The comedy double act of Vic Reeves and Bob Mortimer has been part of British TV for the past decade, taking them from cult status on Channel 4 to prime time success on the BBC. They aren't very well known in America, but their own unique brand of humor and a number of popular series make them worthy of attention.

Vic 'n Bob, as most of their fans (and Britain) call them, both started out in the North of England in the year 1959, growing up a mere 12 miles apart but never meeting. As soon as he came of age, Vic (real name James Moir) moved south with a group of friends interested in music and entertaining. Bob headed for Brighton in pursuit of a university degree, with no thoughts of getting into show business. Vic began doing stand-up comedy and chose "Vic Reeves" as just one of many different stage aliases he would use each night and for some reason it stuck. He quickly gained popularity on the South London pub circuit for his zany performances which were unique among of the fashionably trendy "political" comics at the time in the late 80s. Meanwhile, Bob became a solicitor.

Bob attended one of Vic's marathon three hour performances, which was part music, part satire of variety shows, some physical comedy; in other words, anything for a laugh, which he now admits was mostly "performance art" most of the time. They met, hit it off immediately and Vic and Bob began collaborating. Vic also made an early TV appearance on The Tube in 1986, doing the first of his send-ups of game show hosts.

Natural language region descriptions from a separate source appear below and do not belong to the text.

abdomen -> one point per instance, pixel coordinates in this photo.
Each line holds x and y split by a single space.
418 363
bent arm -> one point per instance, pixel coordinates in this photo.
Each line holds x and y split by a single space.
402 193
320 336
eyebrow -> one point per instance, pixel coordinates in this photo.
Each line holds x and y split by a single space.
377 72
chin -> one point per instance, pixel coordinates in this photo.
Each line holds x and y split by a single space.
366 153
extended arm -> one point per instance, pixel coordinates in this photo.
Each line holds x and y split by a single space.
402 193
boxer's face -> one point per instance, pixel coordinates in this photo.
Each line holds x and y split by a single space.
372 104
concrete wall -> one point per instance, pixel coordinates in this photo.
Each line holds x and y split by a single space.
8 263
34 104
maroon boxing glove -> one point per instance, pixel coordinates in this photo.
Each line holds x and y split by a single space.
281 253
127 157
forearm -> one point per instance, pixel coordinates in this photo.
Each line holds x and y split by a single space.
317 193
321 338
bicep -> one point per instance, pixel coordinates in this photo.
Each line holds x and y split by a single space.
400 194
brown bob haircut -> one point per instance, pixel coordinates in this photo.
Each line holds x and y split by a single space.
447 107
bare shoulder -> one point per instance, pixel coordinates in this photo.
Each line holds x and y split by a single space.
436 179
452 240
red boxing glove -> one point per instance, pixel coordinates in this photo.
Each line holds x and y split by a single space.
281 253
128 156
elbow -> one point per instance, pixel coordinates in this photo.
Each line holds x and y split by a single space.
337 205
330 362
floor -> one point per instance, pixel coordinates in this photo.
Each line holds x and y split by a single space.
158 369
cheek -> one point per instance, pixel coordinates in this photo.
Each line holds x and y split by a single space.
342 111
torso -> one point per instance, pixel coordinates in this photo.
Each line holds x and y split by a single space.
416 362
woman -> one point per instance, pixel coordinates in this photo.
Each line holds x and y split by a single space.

Television came calling, namely Channel 4 which was making a name for itself with the sort of edgy, you've-never-seen-this-before type of entertainment which Vic and Bob were becoming known for. Vic Reeves Big Night Out premiered in 1990, with Bob taking 10 weeks off from his solicitor job to film the series. He never went back to work afterwards, confessing about his legal career, "I wasn't any good at it." Though an instant cult sensation, Vic Reeves Big Night Out was still too weird for mainstream audiences to get. It appeared to some people that two madmen had been let loose on TV to do whatever amused them whether the audience got it or not. Afterwards, they did a live stage show tour based on the show but knew they wanted to move on.

BBC-2 came calling, and with Charlie Higson (The Fast Show) as a producer, they created The Smell of Reeves & Mortimer in 1993 combining sketches with their "sitting behind a desk" host interaction. I said at the time, "Another series of BBC-2 double-act comedy, with songs, hi-jinx, and other non-sequiturs. Not every bit works, but the energy of the show is undeniable." Their partnership was now equal, both in the title and in realizing the various characters and situations.

In 1995 (after doing a second season of The Smell of Reeves and Mortimer) they debuted their most popular program to date, the comedy quiz show Shooting Stars. It was created so they could have an on-air "gang" of co-conspirators, in this case celebrities who would be willing participants in this extended game show parody. It made household names of former weathergirl and Gladiator host Ulrika Jonsson and comic Mark Lamarr as the weekly team captains, as well as willing accomplices in pre-taped sketches. Each episode ended with a celebrity guest "winner" to have to perform some bizarre stunt, using involving very odd props. The nonsense words that Vic used like "eranu" became national catchphrases. They did three years of Shooting Stars and then a live stage show version (teamed up with The Fast Show crew) before again deciding it was time again for something new before the joke became stale.